For lower life, growth conforms to expectation because the complexity of the pattern expected – the shape of a flower, the anatomy of a flea – is less than the complexity of the apparatus that produces it. The DNA of flower or flea contains (in context) all that there is to each lifeform.

For higher life, for life that learns and feels, the complexity of the product, exponentiated by indices from epigenetics to iterated algorithms and strange loops – this complexity means that expectation can never be adequate, because the complexity of the product is greater than the complexity of its causes. When expectations hold for a human being it is never the instantiation of a subjective pattern, but the dampening of complexity by powerful objective contingencies. The probable effects of these contingencies may be ascertained; and if the contingencies are powerful enough, the probable effects may be expected.

Nothing a human being, as a human being, can do matters if that human being is swimming lost, alone, naked and unbuoyed in the open ocean. The expectation of drowning is a practical certainty. But even in everyday life the certainty of an expectation is not the result of your confidence in it, but of the objective stability of the conditions of your desire: even subjective resolutions are actually objective limitations.

Most lives should arrive at an age after which the rest goes as expected. But for most of us, to be able to expect the rest of life resembles drowning. So much energy is required merely to tread water in the world that you might as well swim forward a little. Even when the riptide gets you, even you cannot swim against it, you can still swim across it.

To say that life does not go as expected is to take the side of experience. To say that life should not go as expected would be to take the side of all the evils that abuse it. So I say no such thing. But faced with two equal goods, only one of which you expect, the better choice may be the unexpected one, for three reasons. First, since it is only hoped for (or unhoped-for) you will receive it more gladly, and love it better. Second, being outside your system of expectations, it rests them, relieves them while they readjust.
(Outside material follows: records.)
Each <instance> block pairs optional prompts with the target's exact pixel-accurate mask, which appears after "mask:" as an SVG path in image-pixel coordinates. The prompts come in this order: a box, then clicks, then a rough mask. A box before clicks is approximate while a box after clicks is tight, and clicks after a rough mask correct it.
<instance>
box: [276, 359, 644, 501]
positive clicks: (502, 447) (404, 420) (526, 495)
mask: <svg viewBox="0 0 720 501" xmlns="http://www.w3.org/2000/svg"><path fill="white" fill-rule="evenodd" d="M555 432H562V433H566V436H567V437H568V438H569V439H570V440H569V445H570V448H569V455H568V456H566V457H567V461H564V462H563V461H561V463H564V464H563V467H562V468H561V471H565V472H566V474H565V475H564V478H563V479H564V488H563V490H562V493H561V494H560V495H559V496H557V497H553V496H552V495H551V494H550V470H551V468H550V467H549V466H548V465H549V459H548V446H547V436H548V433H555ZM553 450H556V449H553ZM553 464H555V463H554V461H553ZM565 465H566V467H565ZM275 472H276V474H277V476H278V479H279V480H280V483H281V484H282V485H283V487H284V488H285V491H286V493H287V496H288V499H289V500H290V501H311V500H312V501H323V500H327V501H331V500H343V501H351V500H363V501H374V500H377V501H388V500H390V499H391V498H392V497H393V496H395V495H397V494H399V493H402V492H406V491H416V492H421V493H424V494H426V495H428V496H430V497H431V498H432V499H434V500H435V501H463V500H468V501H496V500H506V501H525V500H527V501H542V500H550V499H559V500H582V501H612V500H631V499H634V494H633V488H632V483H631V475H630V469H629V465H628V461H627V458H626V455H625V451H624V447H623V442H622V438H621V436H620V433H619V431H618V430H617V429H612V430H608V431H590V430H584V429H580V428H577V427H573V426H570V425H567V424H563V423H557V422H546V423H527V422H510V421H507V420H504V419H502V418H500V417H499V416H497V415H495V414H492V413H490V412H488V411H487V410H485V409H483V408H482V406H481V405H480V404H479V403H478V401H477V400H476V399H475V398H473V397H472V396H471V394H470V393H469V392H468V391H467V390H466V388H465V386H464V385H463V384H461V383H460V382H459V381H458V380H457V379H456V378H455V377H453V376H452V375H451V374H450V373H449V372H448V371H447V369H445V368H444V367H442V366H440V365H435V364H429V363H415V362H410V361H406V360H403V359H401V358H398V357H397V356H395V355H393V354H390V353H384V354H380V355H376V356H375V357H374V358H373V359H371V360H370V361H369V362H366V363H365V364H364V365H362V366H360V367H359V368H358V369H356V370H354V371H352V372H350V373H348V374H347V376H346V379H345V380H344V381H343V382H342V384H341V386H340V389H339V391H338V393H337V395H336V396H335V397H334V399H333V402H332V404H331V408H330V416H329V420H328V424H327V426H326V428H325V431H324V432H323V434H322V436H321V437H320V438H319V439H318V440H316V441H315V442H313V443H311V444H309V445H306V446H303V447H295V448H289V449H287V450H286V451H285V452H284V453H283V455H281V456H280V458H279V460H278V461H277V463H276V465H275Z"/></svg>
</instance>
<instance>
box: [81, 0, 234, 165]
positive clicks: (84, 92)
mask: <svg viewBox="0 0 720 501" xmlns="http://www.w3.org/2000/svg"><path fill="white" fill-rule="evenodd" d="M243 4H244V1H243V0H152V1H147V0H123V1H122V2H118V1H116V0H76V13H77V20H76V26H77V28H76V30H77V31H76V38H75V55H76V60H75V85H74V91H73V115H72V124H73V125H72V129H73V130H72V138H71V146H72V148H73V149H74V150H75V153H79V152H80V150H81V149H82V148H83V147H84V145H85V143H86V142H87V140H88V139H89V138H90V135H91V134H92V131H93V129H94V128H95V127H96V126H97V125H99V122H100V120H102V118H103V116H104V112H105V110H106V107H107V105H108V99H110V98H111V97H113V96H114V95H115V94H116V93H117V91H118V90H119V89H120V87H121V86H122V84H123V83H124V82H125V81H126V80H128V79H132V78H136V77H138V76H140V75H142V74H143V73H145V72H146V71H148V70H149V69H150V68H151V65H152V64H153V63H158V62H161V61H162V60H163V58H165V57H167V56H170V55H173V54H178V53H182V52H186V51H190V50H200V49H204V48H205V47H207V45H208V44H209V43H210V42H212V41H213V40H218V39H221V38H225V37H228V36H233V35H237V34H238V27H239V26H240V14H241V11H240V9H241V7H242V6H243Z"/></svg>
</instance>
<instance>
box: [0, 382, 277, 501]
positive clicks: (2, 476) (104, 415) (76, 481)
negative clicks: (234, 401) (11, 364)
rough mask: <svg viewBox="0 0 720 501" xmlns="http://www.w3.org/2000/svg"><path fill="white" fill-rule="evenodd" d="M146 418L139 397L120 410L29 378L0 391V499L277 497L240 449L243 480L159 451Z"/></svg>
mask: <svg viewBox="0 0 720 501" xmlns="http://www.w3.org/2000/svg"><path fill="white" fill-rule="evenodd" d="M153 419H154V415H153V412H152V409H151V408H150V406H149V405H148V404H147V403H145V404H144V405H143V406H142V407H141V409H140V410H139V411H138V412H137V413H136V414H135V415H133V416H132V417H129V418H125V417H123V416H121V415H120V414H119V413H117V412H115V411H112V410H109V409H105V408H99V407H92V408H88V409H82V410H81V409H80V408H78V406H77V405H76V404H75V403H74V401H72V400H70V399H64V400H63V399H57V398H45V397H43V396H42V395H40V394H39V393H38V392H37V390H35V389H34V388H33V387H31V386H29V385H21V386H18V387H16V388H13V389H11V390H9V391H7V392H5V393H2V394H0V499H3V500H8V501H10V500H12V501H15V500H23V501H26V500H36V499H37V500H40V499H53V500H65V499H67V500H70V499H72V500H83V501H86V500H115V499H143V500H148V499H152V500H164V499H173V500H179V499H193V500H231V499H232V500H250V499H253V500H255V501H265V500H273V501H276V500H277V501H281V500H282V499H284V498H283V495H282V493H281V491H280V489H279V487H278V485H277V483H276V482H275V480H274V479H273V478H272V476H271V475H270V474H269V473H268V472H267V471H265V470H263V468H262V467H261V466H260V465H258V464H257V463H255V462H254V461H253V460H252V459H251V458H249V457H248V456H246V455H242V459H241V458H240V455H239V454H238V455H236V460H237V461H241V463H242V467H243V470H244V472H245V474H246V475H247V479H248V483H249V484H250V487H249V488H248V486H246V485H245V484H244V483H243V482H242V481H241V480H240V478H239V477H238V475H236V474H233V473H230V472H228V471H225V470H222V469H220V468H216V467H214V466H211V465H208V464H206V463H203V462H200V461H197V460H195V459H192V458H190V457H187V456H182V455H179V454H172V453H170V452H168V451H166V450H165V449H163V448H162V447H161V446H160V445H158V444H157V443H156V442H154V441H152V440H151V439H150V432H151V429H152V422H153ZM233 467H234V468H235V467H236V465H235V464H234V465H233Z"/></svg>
And third: sometimes it is wise to choice unwisely just to remember that you can choose.

Photostream

[The sonnet’s possibilities for creepiness are too often overlooked.]

My love, it’s true that we have never met
But what is that? I know your every look.
You want my love, and what you want you get.
That photo finish, I know what it took:
Your outfits, how you dress for every shot;
The poses that you plan and practice well;
The mirror where you think up every plot,
The bedroom you have sweetened for your cell
Where diode glow lights up your staring face
Absorbed in silent filters’ midnight work
Until the philtre, glazed with conscious grace
Assumes its place enwrapped in subtle quirk.
 My lily love my eyes are mirrors too
 Sway over me and see me seeing you.